Have a look at the limits json
I hope you find it interesting!!!
It is!
[
{
"name": "get ",
"verb" : "GET",
"uri" : "\/api\/example",
"limit_key": ["ngx.var.http_x_account_id", "ngx.var.request_method", "ngx.var.uri"],
"limits" : [
{
"condition" : {
"name": "Plan Type 1",
"lhs": "ngx.var.http_x_account_plan",
"operator": "eq",
"rhs" : "1"
},
"threshold": 300,
"interval_seconds": 60
},
{
"condition": {
"name": "Fallback threshold",
"lhs": "1",
"operator": "eq",
"rhs" : "1"
},
"threshold": 60,
"interval_seconds": 60
}
]
},
{
"name": "get with id",
"verb" : "GET",
"uri" : "\/api\/example\/\\d+",
"limit_key": ["ngx.var.http_x_account_id", "ngx.var.request_method", "ngx.var.uri"],
"limits" : [
{
"condition" : {
"name": "Plan Type 1",
"lhs": "ngx.var.http_x_account_plan",
"operator": "eq",
"rhs" : "1"
},
"threshold": 300,
"interval_seconds": 60
},
{
"condition": {
"name": "Fallback threshold",
"lhs": "1",
"operator": "eq",
"rhs" : "1"
},
"threshold": 60,
"interval_seconds": 60
}
]
},
{
"name": "put with id",
"verb" : "PUT",
"uri" : "\/api\/example\/\\d+",
"limit_key": ["ngx.var.http_x_account_id", "ngx.var.request_method", "ngx.var.uri"],
"limits" : [
{
"condition" : {
"name": "Plan Type 1",
"lhs": "ngx.var.http_x_account_plan",
"operator": "eq",
"rhs" : "1"
},
"threshold": 5,
"interval_seconds": 1
},
{
"condition": {
"name": "Fallback threshold",
"lhs": "1",
"operator": "eq",
"rhs" : "1"
},
"threshold": 1,
"interval_seconds": 1
}
]
},
{
"name": "get ",
"verb" : "GET",
"uri" : "\/api\/example/composite_condition",
"limit_key": ["ngx.var.http_x_account_id", "ngx.var.request_method", "ngx.var.uri"],
"limits" : [
{
"condition" : {
"name": "Plan Type 1",
"lhs": {
"name": "Plan Type 1",
"lhs": "ngx.var.http_x_account_plan",
"operator": "eq",
"rhs" : "1"
},
"operator": "or",
"rhs" : {
"name": "Plan Type 99",
"lhs": "ngx.var.http_x_account_plan",
"operator": "eq",
"rhs" : "99"
}
},
"threshold": 300,
"interval_seconds": 60
},
{
"condition": {
"name": "Fallback threshold",
"lhs": "1",
"operator": "eq",
"rhs" : "1"
},
"threshold": 60,
"interval_seconds": 60
}
]
}
]
- name: the name of the limit configuration
- verb: the HTTP verb that is part of the selector
- uri: the URI or path not including query parameters
- limit_key: how we UNIQUELY identify the counter in Redis.
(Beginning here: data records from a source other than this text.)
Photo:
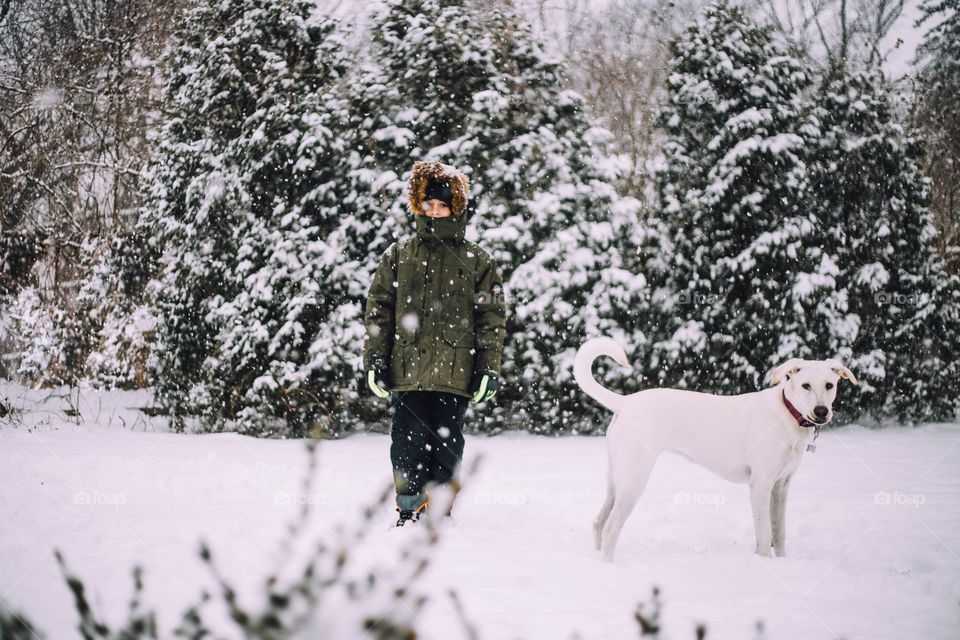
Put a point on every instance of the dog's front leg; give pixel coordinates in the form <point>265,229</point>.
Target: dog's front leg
<point>778,515</point>
<point>760,491</point>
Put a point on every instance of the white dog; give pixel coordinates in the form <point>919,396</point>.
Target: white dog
<point>754,438</point>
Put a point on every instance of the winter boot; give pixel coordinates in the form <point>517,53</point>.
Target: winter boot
<point>411,508</point>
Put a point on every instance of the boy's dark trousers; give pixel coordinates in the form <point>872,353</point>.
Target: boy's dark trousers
<point>426,442</point>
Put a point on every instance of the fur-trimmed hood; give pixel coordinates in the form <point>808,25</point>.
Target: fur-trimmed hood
<point>417,188</point>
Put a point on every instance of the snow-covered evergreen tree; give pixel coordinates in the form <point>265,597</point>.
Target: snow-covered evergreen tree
<point>243,204</point>
<point>734,280</point>
<point>936,114</point>
<point>894,311</point>
<point>468,84</point>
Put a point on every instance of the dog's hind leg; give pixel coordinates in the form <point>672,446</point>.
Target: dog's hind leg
<point>601,518</point>
<point>778,515</point>
<point>628,485</point>
<point>761,497</point>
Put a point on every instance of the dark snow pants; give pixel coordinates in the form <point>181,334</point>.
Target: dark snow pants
<point>426,441</point>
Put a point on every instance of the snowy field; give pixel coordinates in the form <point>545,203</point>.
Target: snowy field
<point>873,529</point>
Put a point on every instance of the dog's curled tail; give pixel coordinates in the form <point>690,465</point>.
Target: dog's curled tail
<point>583,370</point>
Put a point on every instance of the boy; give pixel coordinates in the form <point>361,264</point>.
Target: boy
<point>435,323</point>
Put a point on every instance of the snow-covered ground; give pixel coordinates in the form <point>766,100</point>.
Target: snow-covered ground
<point>873,529</point>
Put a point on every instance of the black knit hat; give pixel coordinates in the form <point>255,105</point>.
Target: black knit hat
<point>439,190</point>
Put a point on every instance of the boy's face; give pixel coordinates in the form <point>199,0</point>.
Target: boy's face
<point>436,209</point>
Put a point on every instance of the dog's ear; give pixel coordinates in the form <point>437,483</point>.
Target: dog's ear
<point>788,368</point>
<point>842,371</point>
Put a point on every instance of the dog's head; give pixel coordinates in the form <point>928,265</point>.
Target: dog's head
<point>811,386</point>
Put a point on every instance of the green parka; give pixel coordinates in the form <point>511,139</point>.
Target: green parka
<point>435,312</point>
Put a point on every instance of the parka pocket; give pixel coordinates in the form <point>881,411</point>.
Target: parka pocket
<point>409,300</point>
<point>402,365</point>
<point>459,348</point>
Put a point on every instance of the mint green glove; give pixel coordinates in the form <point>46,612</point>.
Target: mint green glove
<point>483,388</point>
<point>374,385</point>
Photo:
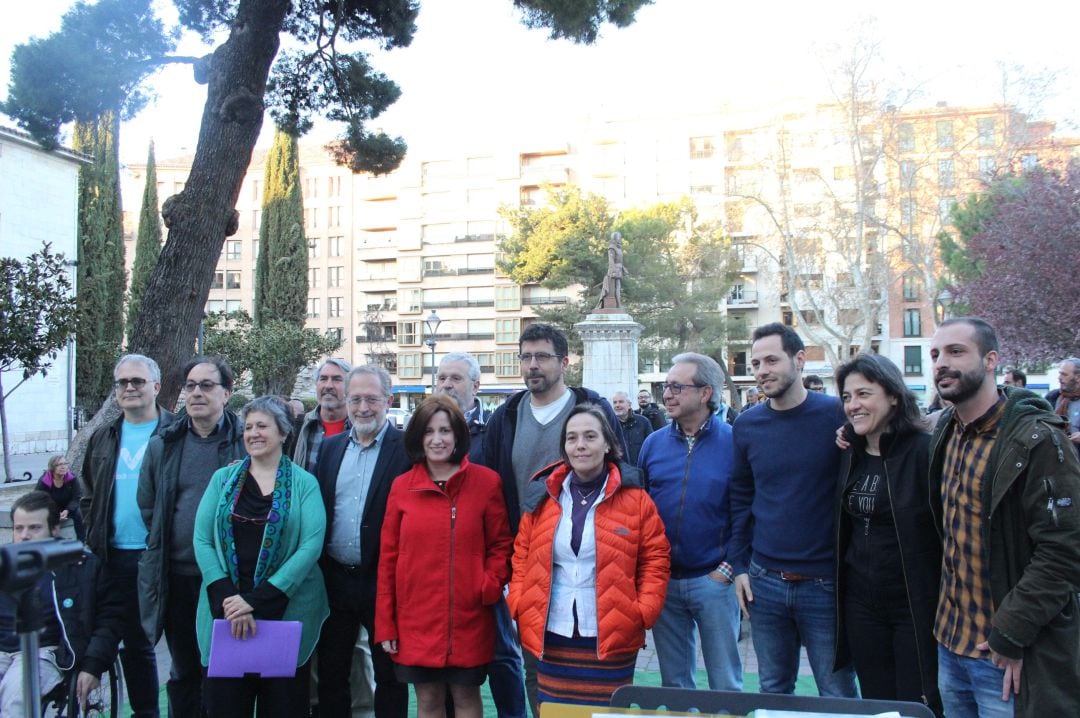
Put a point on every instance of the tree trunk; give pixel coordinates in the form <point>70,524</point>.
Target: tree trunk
<point>201,216</point>
<point>7,439</point>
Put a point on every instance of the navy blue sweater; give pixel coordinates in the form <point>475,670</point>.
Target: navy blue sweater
<point>783,485</point>
<point>690,489</point>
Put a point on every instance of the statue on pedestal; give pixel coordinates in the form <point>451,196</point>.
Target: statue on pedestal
<point>611,289</point>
Note that it uses: Account ID (from headers), request method, and the URI
- condition: the "statement" that is evaluated dynamically (to a simple boolean ) in the limit to determine which limit to pick. Conditions may contain other conditions or be a string to evaluate
- limits: array of plan based limits. If an account is on the "higher" plan, it will get 300 requests per minute. Else, the default fallback condition will be used, or 60 requests per minute
General principles:
- The engine will try to find the best node match based on the incoming request URL and verb
- The engine will then find the best plan fit based on the professed plan
- The engine will then employ the amalgamation key (seeded from pretend upper layers of authentication etc) and construct a redis key that uniquely identifies this customer on this node.
- The engine will use redis to transact with the rate limit ledger
- If limit thresholds have been exceeded it limits, otherwise it lets traffic through.